Town planner, Mr Canaan Mugayi said he has been at the forefront of querying that development.

“Ever since we spotted the first house coming up, I raised the issue with city council to say there is an illegal development taking place and told them to stop it as we will end up with some houses demolished and it was just one house.

“Then we went through and the wetlands people; Harare Wetlands Trust invited council, the Environment Management Committee chaired by former councillor Kudzai Kadzombe, they all came and pretended not to know what was happening yet they knew.

“And the matter finally was taken to court.

“One of our disadvantages as residents is our coffers are empty and our residents’ association needs to have its own purse.

“When we need legal representation, we need to call it at will not to have to go and ask the Zimbabwe Human Rights lawyers, those are the people that are helping us.

“Eventually, we went through the Zimbabwe Human Rights and they chose a lawyer for us.

“They were prosecuted, the city council admitted they were wrong so a court order was given to say it was illegal but they were given a chance to regularize.

“And after two years, there was no regularisation that took place.

“The people started building in earnest.

“We rushed back to court to say there was contempt of court because they had been stopped.

“Again the city council was found in contempt, the developers were found in contempt.

“They were asked to stop but they would not stop.

“They carried on until there was a double storey building,” he said.

Mr Mugayi said some of the stand owners were rich people but on the wrong side of the law.

“There are people there with lots of money but they are on the wrong side of the law. On their side, there is the city planner encouraging them to build because we went to the city planner, Mr Nyabeza in person to say that development taking place there, we will end up with houses being demolished because it’s illegal. According to town planning law, it will not stand. And he answered saying ‘Where will I be, the court will ask me to say should we demolish or not and we will say don’t demolish.’

In spite of that, after finding them carrying on with the development, we rushed back to court for the third time to say the development is carrying on, please we are seeking a demolition order, can it be demolished and we were granted the order and that the city council should demolish that and the city council must enforce.

The city council wrote to them because the city council was offside itself and it itself was asked to demolish and it must obey so it issued letters to say we are coming to demolish with effect from the 2nd of April. Then the developers themselves said ‘we were not part of the court proceedings.’

They took us (the residents’ association) back to court to say ‘please hold the demolition order until our case has been heard.’ They said they were left out of the proceedings. They said they were not part of them and it was just the city council and the residents’ association and them as residents were left out.’ That is the stage we are now.

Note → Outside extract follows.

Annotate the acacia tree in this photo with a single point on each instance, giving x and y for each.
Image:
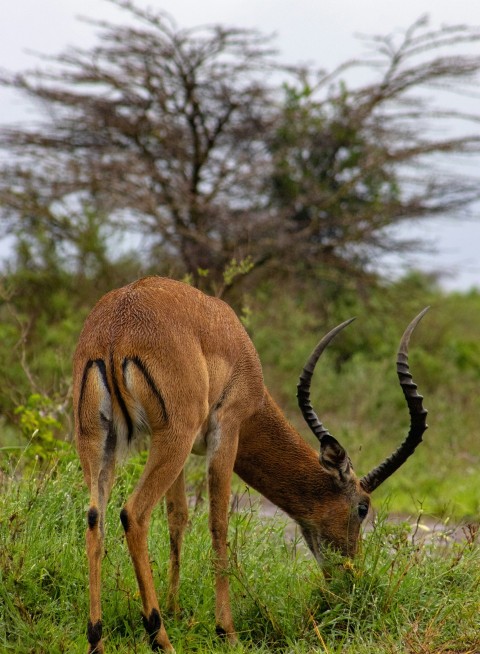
(352, 162)
(183, 137)
(157, 130)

So there was an application for rescission to hold the demolition until the case has been heard.”

He said the Environment Management Authority (EMA) shockingly approved an environmental impact assessment (EIA) report for that piece of land.

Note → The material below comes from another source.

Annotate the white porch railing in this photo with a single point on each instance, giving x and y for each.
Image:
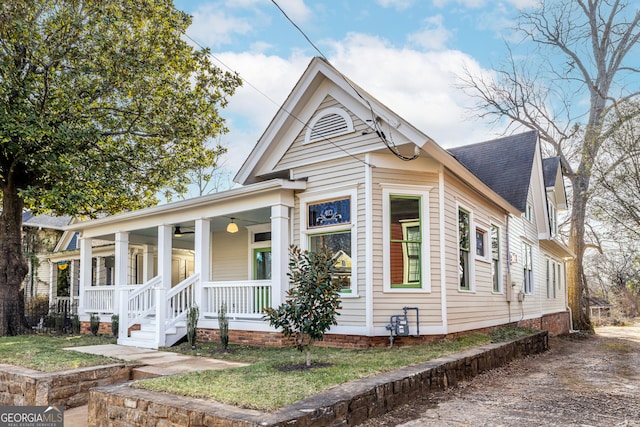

“Because they are people with money, they went to EMA, EMA which in the first instance declared the place also a wetland, this time passed their EIA report.

“That EIA report did not involve us, we should have been consulted and made comments.

“Throughout all these cases, we had petitions signed by over 350 people which I presented to the city planner, the mayor, the town clerk, director of physical planning and to the Minister.

“So how is it that an EIA gets a clean bill of health and did not involve our comments, it’s amazing.

“So we took them to court challenging the EIA to say it’s not authentic,” said Mr Mugayi.

He said residents at the Latimer wetlands are now waiting for a change of land use.

“That is what they are trying to sail through.

“They are trying to change the wetland into residential.

“Should they apply for a change of reservation, we as residents should be consulted, if that doesn’t happen, its illegal,” said Mr Mugayi.